Essay Series on Grief by Meghan O’Rourke

Last week, Meaghan O’Rourke began a series of essays on grief at Slate Magazine. I adore the essay form, and am especially moved by these pieces. O’Rourke, a poet and the culture critic at Slate, finds a place for both her lyric talent and her critic’s eye in these essays, which exquisitely balance personal pain with a search for a more reasoned understanding of the grieving process.

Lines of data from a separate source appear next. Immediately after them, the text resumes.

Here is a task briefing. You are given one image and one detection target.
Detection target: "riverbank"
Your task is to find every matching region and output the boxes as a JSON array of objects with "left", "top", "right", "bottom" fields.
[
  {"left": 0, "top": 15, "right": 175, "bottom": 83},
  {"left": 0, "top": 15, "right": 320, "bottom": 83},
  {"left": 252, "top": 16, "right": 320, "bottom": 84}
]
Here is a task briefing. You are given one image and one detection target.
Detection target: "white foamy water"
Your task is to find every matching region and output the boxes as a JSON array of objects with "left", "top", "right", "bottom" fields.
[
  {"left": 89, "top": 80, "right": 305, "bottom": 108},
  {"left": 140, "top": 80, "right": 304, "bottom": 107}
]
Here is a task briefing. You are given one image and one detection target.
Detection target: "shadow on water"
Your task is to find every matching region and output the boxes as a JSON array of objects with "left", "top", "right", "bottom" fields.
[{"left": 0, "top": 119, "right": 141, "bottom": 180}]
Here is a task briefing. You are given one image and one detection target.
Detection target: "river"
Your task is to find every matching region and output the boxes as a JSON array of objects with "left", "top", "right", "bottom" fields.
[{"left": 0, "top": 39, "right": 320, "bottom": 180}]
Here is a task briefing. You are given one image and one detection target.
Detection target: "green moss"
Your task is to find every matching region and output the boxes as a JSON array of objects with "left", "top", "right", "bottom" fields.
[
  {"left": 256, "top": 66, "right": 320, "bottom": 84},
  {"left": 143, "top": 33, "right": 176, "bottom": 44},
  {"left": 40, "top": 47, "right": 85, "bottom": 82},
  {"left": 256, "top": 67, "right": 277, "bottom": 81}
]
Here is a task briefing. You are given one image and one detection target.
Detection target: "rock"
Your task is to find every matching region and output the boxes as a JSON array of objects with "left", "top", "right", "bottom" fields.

I’ve blogged before about Adam Gopnik’s introductory essay to The Best American Essays 2008, and can’t help thinking of his words again:

… an essay without a bit of both abstract reflection and winning anecdote–without a tear to raise and a point to score, without an unimpeded argument and an obvious “I”–isn’t quite an essay. The ideal essay has facts and feelings, emotions and thoughts, an argument about and an anecdote from, parallel and then crisscrossing, all over it. It is a classical form for short-winded romantics …

from the introduction to The Best American Essays 2008,
by guest editor Adam Gopnik

O’Rourke’s essays on grief live up to Gopnik’s definition here, and then some. And that’s a particularly tough challenge when mining the subject of grief, perhaps the most-written about topic out there. O’Rourke’s essays rise above the best I’ve read on grief because of both her clear-eyed emotional honesty, and her utter unwillingness to wallow.

Anyone hoping to write essays should look at these pieces and appreciate, over and above the subject, their exquisite craftsmanship.